Il considère son action comme le remake de Centers à l’âge d’Internet et du désastre nucléaire. Il apparaît donc certain qu’il voulut aussi détourner la fonction de ces caméras allumées en permanence mais ne diffusant en définitive aucune information.
L’homme de Fukushima n’est pas un voyageur du temps, pourtant son film nous glace comme s’il s’agissait déjà d’une vidéo fossile : un témoignage, projeté dans le futur de l’humanité, sur sa propre disparition.

Publié dans Vertigo n°43. Fin de mondes. Eté 2012.




jeudi 21 janvier 2016

Belladonna des tristesses, japanese psychedelica



Le 6 février, je présente à la Cinémathèque française, Belladonna des tristesses (Kanashimi no Belladonna, 1973) d’Eiichi Yamamoto, adaptation érotique et psychédélique de La Sorcière de Michelet. 
Produite par Osamu Tezuka, le père du Roi Léo et d’Astro Boy, il s’agit du dernier opus d’une trilogie de dessins animés pour adultes comprenant Les Milles et une nuit (1969) et Cléopâtre (1970). Ce véritable opéra-rock à la folle imagination s’inscrit dans la culture underground et érotique de l’époque, proche autant du baroque de Shuji Terayama que du cinéma pink du révolutionnaire Koji Wakamatsu. Comme chez l’auteur de La Vierge violente, les tortures dont est l’objet la sorcière ne servent pas une apologie de la soumission mais au contraire de la libération féminine.
Si on reconnait le style de Tezuka dans les deux premiers films de la trilogie, Eiichi Yamamoto conçoit Belladonna comme une aventure graphique inédite : parfois seulement crayonnés, aucun dessin n’est lisse et les encres et aquarelles produisent des matières mouvantes et inattendues. Empruntant à l’Art Nouveau, Gustav Klimt, Aubrey Beardsley mais aussi au Yellow Submarine de George Dunning, il s’agit davantage d’une série d’illustrations à l’animation parfois succincte mais hypnotique.
Sa beauté réside dans ses transformations symbolistes : le corps de Belladonna se fend en deux à partir du sexe dans un geyser de sang qui se transforme en vol de chauves-souris. Autre scène folle : la jouissance éperdue de la sorcière nue, engloutie dans l’ombre gigantesque du prince des ténèbres (auquel le mythique Tatsuya Nakadai prête sa voix) qui se dilate, et se contracte autour de son corps et blanc. Avec sa cohorte de femmes brûlées, torturées ou crucifiées de peur que leur jouissance ne dévore le monde, Belladonna respecte à la lettre le caractère visionnaire et féministe du livre de Michelet.

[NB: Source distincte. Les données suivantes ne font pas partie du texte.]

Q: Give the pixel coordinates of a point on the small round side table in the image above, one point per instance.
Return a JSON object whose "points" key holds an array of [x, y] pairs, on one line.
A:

Le 24 septembre 2011, j’avais trouvé à la foire du cinéma d’Argenteuil, ce jeu complet de photos d’exploitation françaises, accompagnant sa sortie en 1976.


On a peu d’informations sur Kuni Fukai, le directeur artistique de Belladonna, sinon qu’il s’agit d’un illustrateur né en 1935, et qu’il serait encore vivant. Une autre de ses collaborations, moins flamboyante visuelle est Hoshi no Orpheus (1978) de Takashi d’après les métamorphoses d’Ovide. Une collecte d’image permet de constater que Belladonna est l’application directe de son style et de ses techniques telle que l’aquarelle. Jeanne la sorcière apparaît comme l’idéal féminin de Kuni Fukai.

Si Beardsley et Klimt sont les influences revendiquées de Kuni Fuka, on peut déceler des correspondances avec le travail du dessinateur allemand Alastair (Baron Hans Henning Voigt, 1887 – 1969), pendant germanique d’Aubrey Beardsley. Ce grand décadent habillé de satin blanc, est surtout connu pour ses illustrations du Sphinx d’Oscar Wilde et de Carmen de Mérimée.

Autre influence perceptible : l'univeres moyenâgeux de l’irlandais Harry Clarke (1889-1931), grand illustrateur de Poe et d’Andersen.